Dr. Martin Kulldorff is one of the most qualified public health pandemic experts in the United States. To the narrative-shapers, he’s a pariah.
As a prominent epidemiologist and statistician, Kulldorff has worked on detecting and monitoring infectious disease outbreaks for two decades. His methods are widely used around the world and by almost every state health department in the United States, as well as by hundreds of people at the Centers for Disease Control and Prevention (CDC).
Kulldorff has also worked on vaccine safety for decades, developing globally used methods for monitoring adverse reactions in new vaccines.
His résumé on the Food and Drug Administration (FDA) website is 45 pages long and includes a list of 201 peer-reviewed published journal papers. His work has been cited more than 27,000 times.
Since 2003, Kulldorff worked at Harvard Medical School, first as an associate professor of population medicine and later as a professor of medicine.
In November, Harvard and Kulldorff abruptly parted ways.
Kulldorff prefers to keep the reasons private, but it’s hard to ignore that he placed himself in the crosshairs of the pandemic narrative early on in the “15 days to slow the spread” lockdown and has since paid the price.
It’s quite something for a public health scientist at the top of his game to admit that “both science and public health are broken.”
“For some reason, a public official narrative was established, and you weren’t allowed to question it—which, of course, is very detrimental, both to the pandemic and how to deal with the pandemic, because you have to have a vibrant discussion to figure out how best to deal with these things,” he told The Epoch Times.

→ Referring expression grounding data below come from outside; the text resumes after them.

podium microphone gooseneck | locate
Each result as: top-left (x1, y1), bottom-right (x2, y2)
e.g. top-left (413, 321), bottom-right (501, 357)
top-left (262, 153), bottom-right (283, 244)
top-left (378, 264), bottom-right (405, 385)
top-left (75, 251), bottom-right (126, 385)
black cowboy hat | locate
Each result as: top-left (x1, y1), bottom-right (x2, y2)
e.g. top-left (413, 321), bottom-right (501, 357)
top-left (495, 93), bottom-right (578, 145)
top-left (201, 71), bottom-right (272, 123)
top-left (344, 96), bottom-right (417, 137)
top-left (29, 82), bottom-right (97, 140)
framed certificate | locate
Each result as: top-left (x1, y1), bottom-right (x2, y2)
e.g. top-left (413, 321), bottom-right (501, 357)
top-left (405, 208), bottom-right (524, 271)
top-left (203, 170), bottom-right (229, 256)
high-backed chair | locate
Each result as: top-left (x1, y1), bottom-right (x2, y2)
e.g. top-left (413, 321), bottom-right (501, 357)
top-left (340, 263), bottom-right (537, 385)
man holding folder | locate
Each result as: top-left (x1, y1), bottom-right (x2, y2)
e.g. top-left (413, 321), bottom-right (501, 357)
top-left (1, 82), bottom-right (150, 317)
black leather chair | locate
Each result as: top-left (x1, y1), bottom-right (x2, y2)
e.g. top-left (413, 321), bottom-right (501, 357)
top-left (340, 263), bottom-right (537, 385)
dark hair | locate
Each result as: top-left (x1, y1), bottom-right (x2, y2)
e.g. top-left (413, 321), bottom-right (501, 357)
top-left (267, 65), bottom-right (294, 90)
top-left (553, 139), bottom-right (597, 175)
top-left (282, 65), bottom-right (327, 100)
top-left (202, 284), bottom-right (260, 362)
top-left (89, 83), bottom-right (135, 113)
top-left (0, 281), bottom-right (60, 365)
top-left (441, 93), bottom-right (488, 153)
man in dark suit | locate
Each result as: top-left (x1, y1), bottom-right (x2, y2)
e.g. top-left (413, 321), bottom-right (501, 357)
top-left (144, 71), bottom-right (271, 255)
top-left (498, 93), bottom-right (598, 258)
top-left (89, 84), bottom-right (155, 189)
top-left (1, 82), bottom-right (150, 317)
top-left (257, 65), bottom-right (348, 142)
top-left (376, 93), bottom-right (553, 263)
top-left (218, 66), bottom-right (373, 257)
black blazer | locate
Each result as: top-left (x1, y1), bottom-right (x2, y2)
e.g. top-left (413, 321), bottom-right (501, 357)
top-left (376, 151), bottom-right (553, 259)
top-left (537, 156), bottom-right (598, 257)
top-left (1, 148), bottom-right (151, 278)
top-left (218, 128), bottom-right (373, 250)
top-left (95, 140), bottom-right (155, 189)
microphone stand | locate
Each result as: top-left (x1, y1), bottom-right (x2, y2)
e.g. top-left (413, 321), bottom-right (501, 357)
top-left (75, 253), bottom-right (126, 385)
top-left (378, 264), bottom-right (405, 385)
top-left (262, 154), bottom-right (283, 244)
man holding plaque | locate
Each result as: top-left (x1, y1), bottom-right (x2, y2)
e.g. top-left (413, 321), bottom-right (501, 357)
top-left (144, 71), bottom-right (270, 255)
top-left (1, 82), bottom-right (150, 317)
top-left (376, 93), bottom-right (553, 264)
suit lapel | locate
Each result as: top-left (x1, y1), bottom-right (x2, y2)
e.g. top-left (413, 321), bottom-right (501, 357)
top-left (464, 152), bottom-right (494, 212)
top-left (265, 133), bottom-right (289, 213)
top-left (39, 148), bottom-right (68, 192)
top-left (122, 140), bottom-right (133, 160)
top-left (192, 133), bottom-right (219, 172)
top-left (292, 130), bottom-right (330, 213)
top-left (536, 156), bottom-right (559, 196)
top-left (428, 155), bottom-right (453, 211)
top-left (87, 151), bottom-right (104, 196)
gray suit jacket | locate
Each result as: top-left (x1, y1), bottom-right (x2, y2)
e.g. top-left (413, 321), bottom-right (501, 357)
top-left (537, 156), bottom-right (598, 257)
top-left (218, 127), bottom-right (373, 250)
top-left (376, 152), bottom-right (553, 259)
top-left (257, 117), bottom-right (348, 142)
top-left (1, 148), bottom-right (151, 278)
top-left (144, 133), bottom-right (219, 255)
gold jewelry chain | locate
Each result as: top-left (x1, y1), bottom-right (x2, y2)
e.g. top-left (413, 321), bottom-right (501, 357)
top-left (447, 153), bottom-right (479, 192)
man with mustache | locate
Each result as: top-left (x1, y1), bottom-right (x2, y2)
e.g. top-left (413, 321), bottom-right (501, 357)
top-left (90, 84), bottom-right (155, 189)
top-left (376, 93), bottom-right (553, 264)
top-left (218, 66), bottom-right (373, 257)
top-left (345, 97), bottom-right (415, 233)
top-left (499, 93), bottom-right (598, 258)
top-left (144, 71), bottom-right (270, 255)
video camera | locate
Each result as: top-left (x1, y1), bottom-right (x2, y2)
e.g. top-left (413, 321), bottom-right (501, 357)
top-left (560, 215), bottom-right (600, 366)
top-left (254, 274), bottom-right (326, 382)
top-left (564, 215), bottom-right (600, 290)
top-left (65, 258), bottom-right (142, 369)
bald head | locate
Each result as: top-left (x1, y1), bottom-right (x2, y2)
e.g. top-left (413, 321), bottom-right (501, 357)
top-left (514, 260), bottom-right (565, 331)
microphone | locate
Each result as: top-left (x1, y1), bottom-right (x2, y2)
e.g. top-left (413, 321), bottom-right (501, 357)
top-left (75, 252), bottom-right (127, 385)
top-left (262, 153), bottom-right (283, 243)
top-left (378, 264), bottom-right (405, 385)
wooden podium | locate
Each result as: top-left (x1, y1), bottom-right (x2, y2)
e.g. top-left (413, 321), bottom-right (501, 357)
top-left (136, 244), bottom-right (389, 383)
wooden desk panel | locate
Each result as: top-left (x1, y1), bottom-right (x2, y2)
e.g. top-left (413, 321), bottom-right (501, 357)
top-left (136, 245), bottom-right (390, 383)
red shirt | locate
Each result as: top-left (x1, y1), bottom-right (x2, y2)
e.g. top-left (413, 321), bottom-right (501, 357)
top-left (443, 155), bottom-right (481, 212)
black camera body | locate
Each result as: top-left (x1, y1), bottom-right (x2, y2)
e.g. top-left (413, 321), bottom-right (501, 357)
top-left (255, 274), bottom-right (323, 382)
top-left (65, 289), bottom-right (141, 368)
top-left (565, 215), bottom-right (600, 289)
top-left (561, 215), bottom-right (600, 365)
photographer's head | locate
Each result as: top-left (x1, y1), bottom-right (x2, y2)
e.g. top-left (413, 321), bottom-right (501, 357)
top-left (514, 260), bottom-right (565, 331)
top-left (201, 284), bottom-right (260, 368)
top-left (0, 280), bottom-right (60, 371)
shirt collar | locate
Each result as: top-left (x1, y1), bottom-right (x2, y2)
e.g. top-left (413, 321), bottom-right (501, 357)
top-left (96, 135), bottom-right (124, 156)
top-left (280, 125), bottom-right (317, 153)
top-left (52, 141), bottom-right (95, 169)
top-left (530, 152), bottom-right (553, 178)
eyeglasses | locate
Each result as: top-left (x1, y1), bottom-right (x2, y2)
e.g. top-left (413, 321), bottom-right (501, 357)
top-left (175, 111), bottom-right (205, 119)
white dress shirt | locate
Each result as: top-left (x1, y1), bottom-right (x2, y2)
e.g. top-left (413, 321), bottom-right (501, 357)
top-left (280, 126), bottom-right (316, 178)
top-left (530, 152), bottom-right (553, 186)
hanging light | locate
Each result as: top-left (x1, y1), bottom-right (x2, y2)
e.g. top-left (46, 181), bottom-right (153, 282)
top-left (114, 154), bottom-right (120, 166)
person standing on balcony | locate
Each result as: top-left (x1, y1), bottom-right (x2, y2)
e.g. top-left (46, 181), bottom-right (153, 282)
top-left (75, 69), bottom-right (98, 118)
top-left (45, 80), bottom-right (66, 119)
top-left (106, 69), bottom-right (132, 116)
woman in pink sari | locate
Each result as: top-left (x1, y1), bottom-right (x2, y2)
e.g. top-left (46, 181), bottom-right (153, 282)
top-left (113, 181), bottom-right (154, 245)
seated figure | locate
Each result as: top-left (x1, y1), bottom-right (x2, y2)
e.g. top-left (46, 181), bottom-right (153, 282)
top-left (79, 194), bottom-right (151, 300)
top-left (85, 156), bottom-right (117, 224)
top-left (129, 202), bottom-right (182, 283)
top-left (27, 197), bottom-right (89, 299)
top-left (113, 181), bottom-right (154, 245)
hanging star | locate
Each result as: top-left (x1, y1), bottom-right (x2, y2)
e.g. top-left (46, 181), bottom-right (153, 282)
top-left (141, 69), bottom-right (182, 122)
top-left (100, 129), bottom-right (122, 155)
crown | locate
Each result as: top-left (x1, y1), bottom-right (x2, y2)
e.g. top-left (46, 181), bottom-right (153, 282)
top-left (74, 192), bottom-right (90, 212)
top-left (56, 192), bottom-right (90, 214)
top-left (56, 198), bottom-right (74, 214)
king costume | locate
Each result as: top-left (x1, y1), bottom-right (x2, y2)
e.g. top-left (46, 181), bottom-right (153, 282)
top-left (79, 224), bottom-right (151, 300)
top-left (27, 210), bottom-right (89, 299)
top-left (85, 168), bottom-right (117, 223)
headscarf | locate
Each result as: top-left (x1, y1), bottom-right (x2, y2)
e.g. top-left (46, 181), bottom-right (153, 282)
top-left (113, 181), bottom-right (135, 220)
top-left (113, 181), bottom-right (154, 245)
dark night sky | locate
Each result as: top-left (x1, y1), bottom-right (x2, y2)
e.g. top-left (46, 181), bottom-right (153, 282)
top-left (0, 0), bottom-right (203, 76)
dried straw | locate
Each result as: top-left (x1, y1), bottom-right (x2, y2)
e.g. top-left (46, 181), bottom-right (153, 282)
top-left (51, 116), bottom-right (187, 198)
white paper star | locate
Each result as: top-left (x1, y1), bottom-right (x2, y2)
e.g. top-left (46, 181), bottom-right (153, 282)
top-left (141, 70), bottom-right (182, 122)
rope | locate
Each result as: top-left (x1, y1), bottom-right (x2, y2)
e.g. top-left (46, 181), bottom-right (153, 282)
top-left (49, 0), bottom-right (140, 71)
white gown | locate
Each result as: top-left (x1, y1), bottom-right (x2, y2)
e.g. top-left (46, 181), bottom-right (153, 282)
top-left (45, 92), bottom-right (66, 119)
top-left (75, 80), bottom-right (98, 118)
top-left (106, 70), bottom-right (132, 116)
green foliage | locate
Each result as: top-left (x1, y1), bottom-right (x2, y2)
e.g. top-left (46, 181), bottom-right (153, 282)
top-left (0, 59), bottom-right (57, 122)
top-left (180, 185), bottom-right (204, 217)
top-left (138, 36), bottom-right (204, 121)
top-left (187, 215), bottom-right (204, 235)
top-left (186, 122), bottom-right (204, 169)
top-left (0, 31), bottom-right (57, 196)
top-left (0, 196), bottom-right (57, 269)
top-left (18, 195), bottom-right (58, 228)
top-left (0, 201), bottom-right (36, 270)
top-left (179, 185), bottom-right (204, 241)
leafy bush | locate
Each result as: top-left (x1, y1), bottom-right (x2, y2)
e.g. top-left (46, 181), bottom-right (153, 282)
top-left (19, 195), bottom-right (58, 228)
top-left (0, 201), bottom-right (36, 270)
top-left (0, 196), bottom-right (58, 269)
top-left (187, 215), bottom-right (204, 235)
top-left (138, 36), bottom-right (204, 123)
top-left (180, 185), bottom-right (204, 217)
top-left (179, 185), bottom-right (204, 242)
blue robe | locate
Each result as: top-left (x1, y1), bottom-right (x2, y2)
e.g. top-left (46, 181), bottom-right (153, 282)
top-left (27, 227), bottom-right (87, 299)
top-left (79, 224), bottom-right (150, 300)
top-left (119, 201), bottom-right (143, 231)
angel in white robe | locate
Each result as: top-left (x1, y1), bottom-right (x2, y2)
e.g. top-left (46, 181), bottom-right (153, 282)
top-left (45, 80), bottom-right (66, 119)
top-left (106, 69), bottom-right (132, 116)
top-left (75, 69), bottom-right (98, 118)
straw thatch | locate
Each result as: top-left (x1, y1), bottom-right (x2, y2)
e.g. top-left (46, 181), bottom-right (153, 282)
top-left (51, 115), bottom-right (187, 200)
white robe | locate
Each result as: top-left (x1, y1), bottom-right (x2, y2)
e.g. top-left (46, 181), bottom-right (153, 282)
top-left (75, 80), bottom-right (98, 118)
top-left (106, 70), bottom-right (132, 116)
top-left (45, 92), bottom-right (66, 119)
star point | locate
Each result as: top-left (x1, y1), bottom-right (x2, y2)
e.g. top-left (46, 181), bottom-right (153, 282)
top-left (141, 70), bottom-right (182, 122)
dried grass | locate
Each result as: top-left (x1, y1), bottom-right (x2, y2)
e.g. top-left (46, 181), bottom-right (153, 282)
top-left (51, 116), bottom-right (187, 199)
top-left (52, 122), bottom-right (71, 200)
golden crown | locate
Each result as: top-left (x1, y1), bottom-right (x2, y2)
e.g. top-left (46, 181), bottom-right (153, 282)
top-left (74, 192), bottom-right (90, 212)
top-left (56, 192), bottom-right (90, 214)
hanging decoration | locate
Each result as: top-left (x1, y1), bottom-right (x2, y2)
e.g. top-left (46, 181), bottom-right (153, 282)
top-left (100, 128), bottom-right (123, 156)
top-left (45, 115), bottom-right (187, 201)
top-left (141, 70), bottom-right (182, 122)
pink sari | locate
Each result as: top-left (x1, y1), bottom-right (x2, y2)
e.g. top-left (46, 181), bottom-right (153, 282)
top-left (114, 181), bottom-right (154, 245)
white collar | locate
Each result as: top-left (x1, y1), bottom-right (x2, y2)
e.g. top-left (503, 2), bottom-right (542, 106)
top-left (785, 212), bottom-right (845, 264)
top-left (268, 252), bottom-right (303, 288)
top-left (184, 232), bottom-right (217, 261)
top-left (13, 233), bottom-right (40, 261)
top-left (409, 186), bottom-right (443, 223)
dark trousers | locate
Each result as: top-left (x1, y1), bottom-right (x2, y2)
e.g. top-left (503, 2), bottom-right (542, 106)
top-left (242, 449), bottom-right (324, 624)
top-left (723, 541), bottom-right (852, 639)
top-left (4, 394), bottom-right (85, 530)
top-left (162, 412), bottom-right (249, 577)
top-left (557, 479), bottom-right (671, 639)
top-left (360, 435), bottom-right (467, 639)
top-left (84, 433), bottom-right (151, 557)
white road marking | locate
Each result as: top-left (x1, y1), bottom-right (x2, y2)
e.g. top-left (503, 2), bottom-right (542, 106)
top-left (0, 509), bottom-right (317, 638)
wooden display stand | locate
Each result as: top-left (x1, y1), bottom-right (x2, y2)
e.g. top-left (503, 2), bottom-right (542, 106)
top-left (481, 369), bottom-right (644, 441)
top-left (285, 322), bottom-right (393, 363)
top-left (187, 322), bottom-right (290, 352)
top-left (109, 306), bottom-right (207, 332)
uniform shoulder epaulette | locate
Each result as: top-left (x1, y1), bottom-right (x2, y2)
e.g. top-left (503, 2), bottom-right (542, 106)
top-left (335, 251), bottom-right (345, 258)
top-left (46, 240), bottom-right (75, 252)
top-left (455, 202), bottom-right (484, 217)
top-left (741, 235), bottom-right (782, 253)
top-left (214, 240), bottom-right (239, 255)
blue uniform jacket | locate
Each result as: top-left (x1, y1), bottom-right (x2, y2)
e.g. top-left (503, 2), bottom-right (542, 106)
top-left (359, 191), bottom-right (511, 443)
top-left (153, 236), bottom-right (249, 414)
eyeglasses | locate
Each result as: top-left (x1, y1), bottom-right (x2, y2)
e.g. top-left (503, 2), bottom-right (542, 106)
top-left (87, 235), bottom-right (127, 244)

The Swedish native said he tried to point out in March 2020 that there was a very steep age gradient on mortality for COVID-19, the disease caused by the SARS-CoV-2 virus.
Kulldorff said he attempted to publish a paper both in U.S. medical journals and mainstream newspapers stating that while anyone could contract the virus, the focus should be on protecting the elderly and those at high risk. His paper was knocked back from all directions.
“I was able to publish in Sweden, in the major daily newspapers there during the spring of 2020, so that was not a problem,” he said. “But the United States was not allowed to have a debate, which is very troubling.”